Michigan solar car team wins 2,400-mile race

By Charles Gregg-Geist
Michigan Daily

Charles Gregg-Geist is a writer for the Michigan Daily, the leading news source for the University of Michigan. This article was brought to CNN.com by UWIRE, the leading provider of student-generated content. UWIRE aims to identify and promote the brightest young content creators and deliver their work to a larger audience via professional media partners such as CNN.com. Visit UWIRE.com to learn more.

The University of Kentucky's solar car races along the road, on its way to the finish line.

The University of Kentucky's solar car races along the road, on its way to the finish line.

(UWIRE) -- In the world of higher education, summer is usually the off-season.

But for some students, this summer was the culmination of years of hard work in a 2,400-mile solar car race from Plano, Texas to Calgary, Alberta.

Fifteen teams of students drove photovoltaic-powered cars across the North American Solar Challenge finish line in Calgary Tuesday, led by the University of Michigan Solar Car Team and its vehicle, Continuum.

Placing second was the car Ra 7 from Principia College, followed by the sole European finisher, the German FH Bochum Solar Car Team.

Michigan's victory, which took about 51 hours and 42 minutes on the road, is its fifth NASC championship. The school also won the last NASC, in 2005.

It took Principia almost ten hours more than Michigan to complete the race, in about 61 hours and 38 minutes. Bochum's car took about two hours more, but the University of Waterloo Midnight Sun Solar Car Team was a very close fourth, taking about fifteen minutes longer.

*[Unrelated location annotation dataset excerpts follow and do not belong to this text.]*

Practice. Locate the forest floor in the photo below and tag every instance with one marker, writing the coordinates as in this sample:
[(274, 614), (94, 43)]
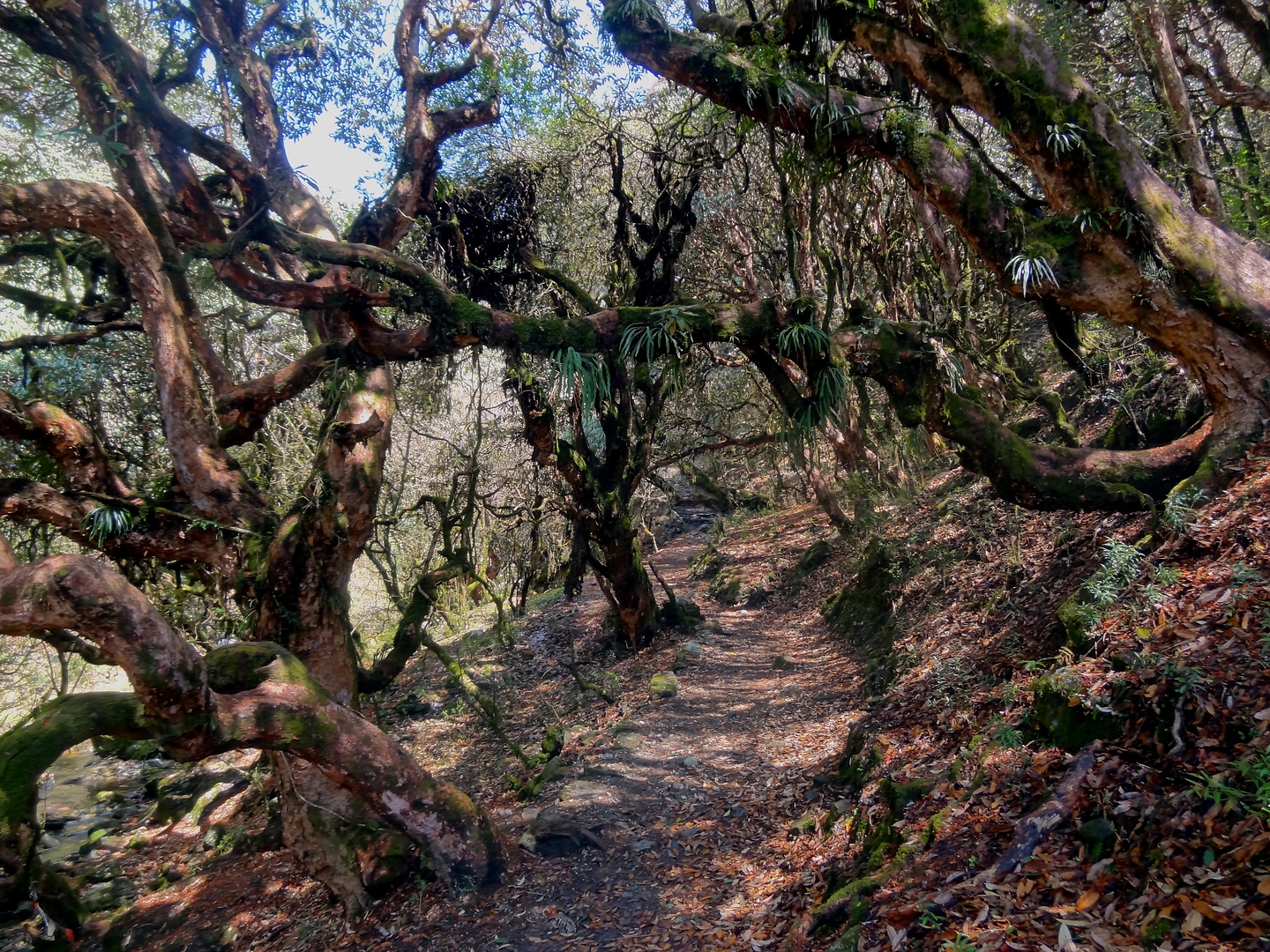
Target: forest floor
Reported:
[(813, 786)]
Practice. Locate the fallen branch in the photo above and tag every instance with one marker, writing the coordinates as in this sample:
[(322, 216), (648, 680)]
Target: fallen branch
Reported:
[(1034, 828)]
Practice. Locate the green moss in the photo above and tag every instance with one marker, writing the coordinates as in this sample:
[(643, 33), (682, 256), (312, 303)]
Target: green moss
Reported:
[(811, 559), (239, 668), (1061, 712), (725, 587), (863, 614)]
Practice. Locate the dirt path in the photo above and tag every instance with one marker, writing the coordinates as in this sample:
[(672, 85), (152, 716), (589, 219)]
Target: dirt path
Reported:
[(692, 798), (683, 805)]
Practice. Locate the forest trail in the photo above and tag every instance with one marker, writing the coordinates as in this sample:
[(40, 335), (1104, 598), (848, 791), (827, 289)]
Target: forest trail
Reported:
[(684, 807), (691, 798)]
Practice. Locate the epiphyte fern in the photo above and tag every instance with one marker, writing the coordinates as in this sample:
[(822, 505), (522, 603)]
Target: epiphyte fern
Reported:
[(827, 390), (106, 522), (573, 375), (672, 335), (802, 339), (1064, 138), (1032, 267)]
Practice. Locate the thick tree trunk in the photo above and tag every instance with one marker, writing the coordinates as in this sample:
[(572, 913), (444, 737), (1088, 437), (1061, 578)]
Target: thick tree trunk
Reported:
[(628, 579), (305, 608)]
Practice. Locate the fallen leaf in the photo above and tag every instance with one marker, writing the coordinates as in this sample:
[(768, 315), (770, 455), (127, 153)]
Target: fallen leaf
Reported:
[(1087, 899)]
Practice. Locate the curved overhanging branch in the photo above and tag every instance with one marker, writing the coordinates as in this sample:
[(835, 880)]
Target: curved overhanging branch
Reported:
[(46, 342), (161, 534), (1221, 333), (1035, 475), (26, 752), (248, 695), (409, 635), (211, 480), (244, 409), (72, 446)]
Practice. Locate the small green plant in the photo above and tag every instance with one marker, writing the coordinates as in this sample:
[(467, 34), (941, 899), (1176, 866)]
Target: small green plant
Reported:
[(586, 375), (671, 335), (1032, 267), (107, 522), (1120, 566), (1179, 508), (932, 918), (1064, 138), (1246, 785), (802, 339), (1188, 680), (1090, 219), (1005, 733)]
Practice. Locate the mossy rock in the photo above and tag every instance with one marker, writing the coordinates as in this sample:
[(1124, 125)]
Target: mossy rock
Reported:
[(709, 564), (856, 763), (554, 740), (103, 896), (681, 614), (1061, 712), (725, 587), (1074, 616), (863, 614), (897, 796), (663, 684), (811, 559), (804, 825)]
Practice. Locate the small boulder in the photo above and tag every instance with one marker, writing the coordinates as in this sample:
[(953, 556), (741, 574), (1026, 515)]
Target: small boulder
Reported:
[(103, 896), (663, 684)]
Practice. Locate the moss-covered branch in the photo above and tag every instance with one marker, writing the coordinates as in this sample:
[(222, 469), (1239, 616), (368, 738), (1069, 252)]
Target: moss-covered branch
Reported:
[(1036, 475)]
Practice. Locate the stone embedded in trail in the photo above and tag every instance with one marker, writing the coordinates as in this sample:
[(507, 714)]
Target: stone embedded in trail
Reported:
[(586, 792), (686, 654), (629, 741), (101, 896), (663, 684)]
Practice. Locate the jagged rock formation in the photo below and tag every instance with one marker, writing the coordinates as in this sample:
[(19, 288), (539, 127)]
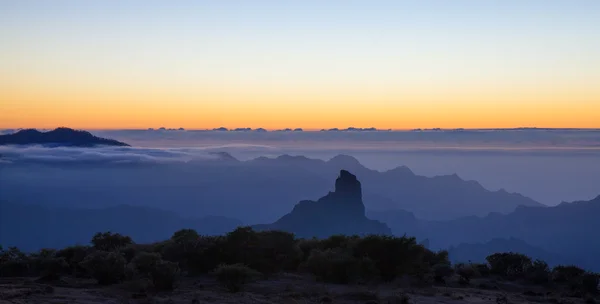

Principia's success may be as noteworthy as Michigan's margin of victory. The college has fewer than 550 students, all of them undergraduates. It's a sharp contrast from the enormous research universities that traditionally win solar car races.

"It's unique, I think, for their college to field a team, (because) they don't have an engineering school," said Dan Eberle, NASC's organizer.

But he noted that small teams have had some success in the past.

"If you can get a group of folks who are really committed, then you can do a lot," he said.